Specifically, diagrams of Figure 9a–c illustrate a comparison between the values of the TSF obtained using all three models for the beams of group one, with rectangular, flanged and circular cross-section, respectively, while Figure 9d diagram presents the TSF values of group two beams. All these diagrams indicate that both proposed models clearly present marginally better predictions than the existing one. Further, the improved ACI formulation provides more accurate predictions by simpler design calculations.

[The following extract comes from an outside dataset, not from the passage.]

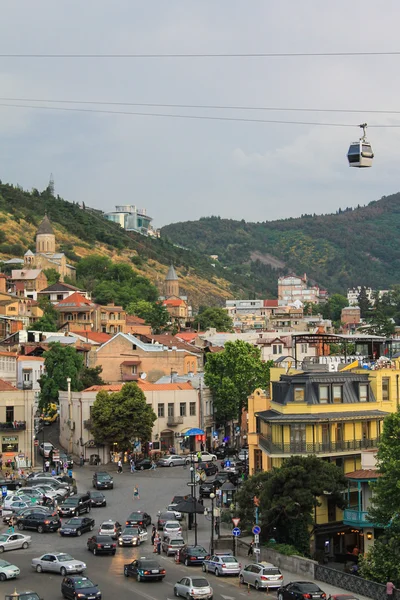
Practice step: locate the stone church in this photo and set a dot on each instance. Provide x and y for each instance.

Furthermore, for a better evaluation of the effectiveness of the examined models, Figure 10 presents the maximum torsional strength obtained from the experiments, T_exp, versus the torsional strength predictions, T_pred, as calculated by the three models for all SFRC beams of the database. The linear trend line for each model (dotted lines) as well as the ideal line (dashed line for T_exp = T_pred) are also depicted in the diagrams. In particular, in Figure 10a (beams of group one) both proposed models show a considerably higher accuracy when compared to the existing one. Further, all three models appear to be effective in estimating the maximum torsional strength for the beams of group two, as shown in Figure 10b, however, the two proposed models seem to provide more accurate predictions.

4. Conclusions

The following concluding remarks can be drawn from this study:

• A database of 210 SFRC beams tested under torsion from 16 different experimental studies conducted around the world is properly compiled and examined for the purposes of this research. It comprises beams with rectangular, flanged and circular cross-sections with various dimensions and shapes. Further, beams without conventional steel reinforcement, with longitudinal bars only and full torsional reinforcement (steel bars and stirrups) are included in order to establish the validity of the proposed approach based on a broad range of parametric studies. The majority of the experimental campaigns follow similar typical torsional testing setup and morphology and, therefore, test results could be considered, up to a point, comparable.
• Two models for predicting the torsional strength of SFRC beams that had been reported in the literature were adapted and their efficacy was evaluated. The predicted torsional strength is compared to the experimental values obtained from the tests. The values of the average and the coefficient of variation of the ratios between the experimentally obtained torsional strength and the calculated one revealed that further improvement and refinement of the models is still required.
• Multi-linear regression was used to optimize the constants that influence the torsional strength in order to improve the predictions of the available models. Using the optimization of the constants, the proposed model (the modified NKPT model) demonstrated particularly high accuracy in estimating torsional strength and lower coefficient of variation as compared to the original one.
• The ratio of the experimentally obtained strength and the calculated one using the examined model were correlated with four parameters affecting the torsional capacity of the SFRC beams. The values of the correlation coefficient indicated that the proposed models are less dependent on these parameters and, therefore, are capable to capture their effect on the torsional strength providing correct predictions.
• A second model is also proposed, which is based on modifying the ACI design code for RC members to account for the effect of steel fibers on the torsional capacity of SFRC beams. When compared to other design models which provide safe and validated predictions, the proposed model demonstrated higher compliance and consistency with the experimental results. Further, this model employs a simple and easy-to-apply formulation to implement the ACI code for RC. The developed optimizing methodology could be enriched later with further experimental tests that will assist in the refinement of the proposed models.